We hold commentators like Blofeld, Walker and O'Sullevan dear because they're describing something about which we're passionate, or presumably we wouldn't be tuned in. Then, longevity of service on the airwaves renders them national treasures because commentators share our own greatest sporting moments and then enhance them. Norwich City fans will always recall, with huge delight, Chris Goreham and Neil Adams not so much describing, as screaming the moment Simeon Jackson got the winner when the Canaries beat Derby 3-2 at the last gasp and pretty much ensured a promotion. 'You beauty, you absolute beauty… the place is going bananas!' Whether it makes football sense written down matters not, it shoe-horned itself into the collective, local euphoria.

The pace of the sport defines the commentator. Having sat in the commentary box next to our own local treasure, the late, great Roy Waller and then his equally brilliant successor, the aforementioned Chris Goreham, I hold the greatest admiration for our describers of football. I've managed some 40 years' experience in broadcasting, but I simply couldn't do it. Its fine to go along with the edict of 'say what you see' but the speed at which the action moves over the pitch – all right, not necessarily during the Canaries' least edifying matches – means the pressure of keeping up and not making a mistake is ever-present.

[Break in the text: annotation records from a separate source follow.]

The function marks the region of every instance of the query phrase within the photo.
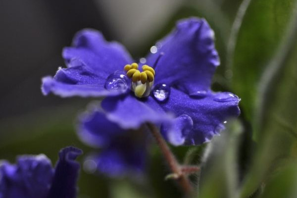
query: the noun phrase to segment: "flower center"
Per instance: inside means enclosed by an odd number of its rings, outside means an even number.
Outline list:
[[[149,96],[151,87],[153,86],[155,75],[154,69],[148,65],[142,66],[143,71],[138,70],[138,64],[136,62],[126,65],[124,70],[127,72],[127,76],[132,81],[131,90],[138,98]]]

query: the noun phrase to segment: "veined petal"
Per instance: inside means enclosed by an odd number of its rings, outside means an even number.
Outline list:
[[[75,159],[82,151],[75,147],[67,147],[59,152],[52,183],[47,198],[76,198],[76,183],[80,169]]]
[[[107,90],[104,88],[106,80],[105,76],[97,75],[84,65],[77,65],[59,68],[53,78],[44,77],[42,91],[45,95],[51,92],[62,97],[98,97],[117,95],[127,90]]]
[[[175,29],[156,43],[156,52],[147,58],[146,64],[153,65],[164,53],[155,68],[155,84],[170,85],[191,95],[209,90],[220,63],[213,39],[213,31],[204,19],[178,22]]]
[[[101,106],[109,120],[126,129],[137,129],[147,122],[161,124],[172,118],[151,97],[140,100],[129,94],[109,97]]]
[[[66,63],[79,59],[94,73],[105,77],[133,61],[121,44],[107,42],[100,32],[88,29],[76,34],[72,47],[65,48],[62,55]]]
[[[224,122],[240,114],[240,99],[229,92],[208,93],[193,98],[174,88],[168,101],[160,105],[177,118],[172,127],[163,125],[166,139],[174,145],[198,145],[210,140],[224,128]]]
[[[44,95],[52,92],[62,97],[114,96],[127,89],[110,91],[104,88],[107,77],[132,59],[125,48],[108,42],[99,31],[85,29],[75,36],[73,46],[63,51],[67,68],[60,68],[53,78],[43,79]]]

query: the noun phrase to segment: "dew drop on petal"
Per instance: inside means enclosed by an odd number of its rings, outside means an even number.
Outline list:
[[[217,94],[213,99],[214,101],[220,102],[230,102],[237,99],[238,99],[238,97],[231,93]]]
[[[222,124],[219,124],[214,127],[214,132],[215,134],[219,134],[221,131],[225,129],[225,126]]]
[[[107,77],[104,87],[107,90],[125,91],[129,87],[129,79],[124,71],[118,70]]]
[[[152,91],[154,97],[159,101],[165,101],[170,95],[170,87],[164,84],[156,85]]]
[[[207,92],[204,90],[198,91],[190,95],[191,97],[202,98],[206,97],[207,95]]]
[[[161,42],[157,42],[156,44],[156,46],[155,46],[158,49],[159,49],[160,48],[162,48],[162,44],[161,43]]]
[[[153,46],[150,48],[149,50],[151,53],[156,53],[158,51],[158,49],[155,46]]]
[[[87,159],[84,162],[83,169],[88,173],[94,173],[97,169],[97,163],[92,159]]]
[[[141,63],[145,64],[146,62],[147,62],[147,59],[146,58],[141,58],[139,59],[139,62],[140,62]]]

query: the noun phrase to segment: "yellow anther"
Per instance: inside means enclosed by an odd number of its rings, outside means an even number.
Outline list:
[[[135,88],[135,90],[134,91],[135,96],[136,96],[138,98],[142,98],[145,92],[146,92],[146,85],[141,84],[140,85],[137,85]]]
[[[148,75],[144,71],[140,73],[140,80],[142,84],[146,83],[148,80]]]
[[[139,70],[136,70],[132,76],[132,82],[136,83],[140,80],[140,72]]]
[[[144,71],[149,71],[154,76],[155,71],[154,69],[153,69],[152,67],[150,67],[148,65],[144,65],[144,66],[143,66],[142,68],[143,70]]]
[[[125,71],[128,71],[130,70],[130,69],[131,69],[132,68],[132,67],[131,66],[131,65],[125,65],[125,67],[124,67],[124,70]]]
[[[146,70],[144,71],[144,72],[146,72],[146,73],[148,75],[148,79],[149,82],[153,81],[153,79],[154,79],[153,74],[150,71]]]
[[[133,74],[134,74],[134,73],[135,73],[136,72],[136,71],[138,71],[138,70],[136,69],[130,69],[130,70],[129,70],[127,72],[127,76],[128,76],[129,78],[131,78],[132,77],[132,76],[133,75]]]
[[[136,63],[136,62],[133,63],[131,64],[131,68],[132,69],[138,69],[138,64]]]

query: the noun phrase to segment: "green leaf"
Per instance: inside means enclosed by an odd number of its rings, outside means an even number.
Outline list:
[[[273,175],[264,188],[261,198],[294,198],[297,195],[297,169],[293,163]]]
[[[297,7],[297,3],[293,7]],[[259,188],[277,168],[296,158],[297,12],[281,47],[260,81],[255,129],[259,147],[241,197]]]
[[[230,121],[221,136],[215,137],[208,145],[199,178],[199,198],[235,197],[239,180],[238,146],[242,129],[238,121]]]
[[[234,38],[230,38],[231,43],[236,44],[234,51],[229,51],[233,55],[229,60],[233,71],[232,88],[242,98],[243,112],[249,121],[257,99],[259,80],[284,37],[294,2],[294,0],[251,0],[238,37],[231,34]],[[242,13],[239,12],[238,14]]]

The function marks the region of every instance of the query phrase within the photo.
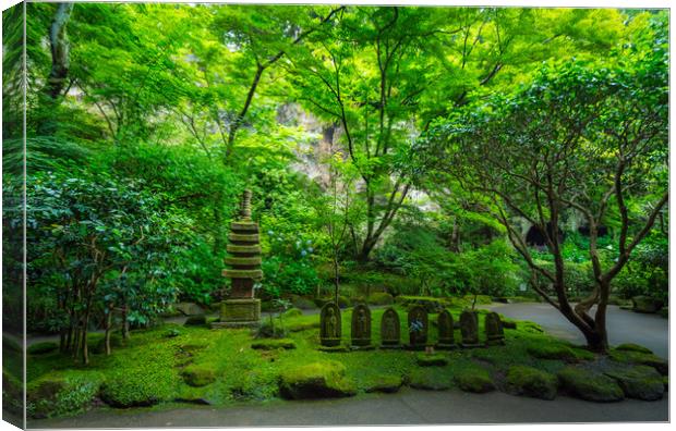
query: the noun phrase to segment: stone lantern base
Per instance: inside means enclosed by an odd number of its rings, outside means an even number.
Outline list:
[[[261,299],[226,299],[220,306],[220,320],[212,328],[251,328],[261,324]]]

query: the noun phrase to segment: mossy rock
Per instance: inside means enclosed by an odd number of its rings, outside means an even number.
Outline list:
[[[464,392],[483,394],[495,390],[488,371],[479,367],[463,369],[455,377],[456,384]]]
[[[7,335],[2,335],[2,350],[4,352],[13,352],[13,353],[23,353],[23,347],[19,342],[15,342],[13,338],[10,338]]]
[[[28,355],[45,355],[59,349],[59,345],[53,342],[35,343],[26,349]]]
[[[314,306],[314,304],[313,304]],[[293,317],[299,317],[299,316],[303,316],[303,310],[301,310],[300,308],[289,308],[288,310],[286,310],[282,315],[285,318],[293,318]]]
[[[616,350],[625,350],[625,352],[639,352],[644,354],[652,354],[652,350],[648,347],[640,346],[633,343],[625,343],[615,347]]]
[[[576,367],[566,367],[558,373],[558,382],[566,392],[578,398],[596,403],[624,399],[625,393],[615,380],[607,375]]]
[[[446,391],[450,389],[450,379],[439,378],[435,368],[419,368],[411,371],[409,386],[426,391]]]
[[[206,365],[191,365],[181,372],[183,381],[189,386],[202,387],[216,381],[216,371]]]
[[[312,362],[282,371],[279,393],[289,399],[336,398],[357,394],[345,366],[335,360]]]
[[[366,298],[366,304],[374,306],[393,305],[394,303],[395,297],[387,292],[375,292]]]
[[[617,350],[612,349],[608,353],[611,359],[620,364],[635,364],[653,367],[662,375],[667,375],[669,372],[669,362],[653,354],[645,354],[641,352],[632,350]]]
[[[190,316],[188,319],[185,319],[185,323],[183,323],[183,325],[185,327],[204,327],[205,324],[206,316],[204,315]]]
[[[606,371],[605,374],[617,381],[629,398],[655,401],[664,395],[662,375],[652,367],[635,366]]]
[[[554,399],[558,389],[556,375],[536,368],[515,366],[507,371],[507,391],[533,398]]]
[[[289,338],[268,338],[255,341],[251,344],[251,348],[257,350],[276,350],[278,348],[291,349],[295,348],[295,342]]]
[[[567,362],[576,362],[578,360],[578,356],[572,348],[558,343],[543,342],[531,344],[526,348],[526,352],[538,359],[558,359]]]
[[[365,392],[383,392],[387,394],[394,394],[398,392],[403,380],[399,375],[377,374],[374,375],[370,382],[365,385]]]
[[[418,355],[417,361],[418,365],[421,367],[443,367],[445,365],[448,365],[448,358],[442,354],[420,354]]]

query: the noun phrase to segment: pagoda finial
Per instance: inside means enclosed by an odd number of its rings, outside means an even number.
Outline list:
[[[251,220],[251,190],[245,189],[242,193],[242,201],[240,204],[240,217],[243,220]]]

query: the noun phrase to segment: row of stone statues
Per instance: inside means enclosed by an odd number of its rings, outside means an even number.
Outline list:
[[[340,308],[328,303],[322,308],[319,317],[319,342],[323,347],[340,346],[342,330]],[[351,346],[353,348],[373,348],[371,342],[371,310],[360,304],[352,309]],[[456,348],[452,316],[448,310],[439,312],[437,318],[438,340],[436,347],[440,349]],[[428,320],[427,311],[421,306],[414,306],[408,315],[409,344],[407,347],[423,349],[427,346]],[[503,322],[496,312],[490,312],[485,318],[486,344],[504,344],[505,332]],[[461,347],[478,347],[479,317],[474,311],[463,311],[460,315]],[[394,308],[388,308],[381,320],[381,348],[401,347],[401,324],[399,315]]]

Not only do you have to explain who has the ball and what he's trying to do with it, if indeed you have any idea, you must impart the drama, the tension and the jeopardy. Football has short periods of down-time during a game when commentator and summariser can muse on their surroundings, but overall it's frenetic stuff.

Great commentators have a vocabulary and imagination beyond the words they need to describe their sport. I had the privilege of interviewing Kenneth Wolstenholme remembered for his 'Some people are on the pitch, they think it's all over... it is now,' as Geoff Hurst scored his hat trick in the final moment of extra time to win England the 1966 World Cup. The first bit is description because there were people on the pitch. The last three words, added spontaneously as Hurst hit the back of the net, are perfection. He couldn't have planned to say that. Lucky? Perhaps, but Wolstenholme had the skill to find those words in that split second and capture the moment for all time.

If you'll allow me, Blowers, before you lay down that microphone you yourself are a Dear Old Thing!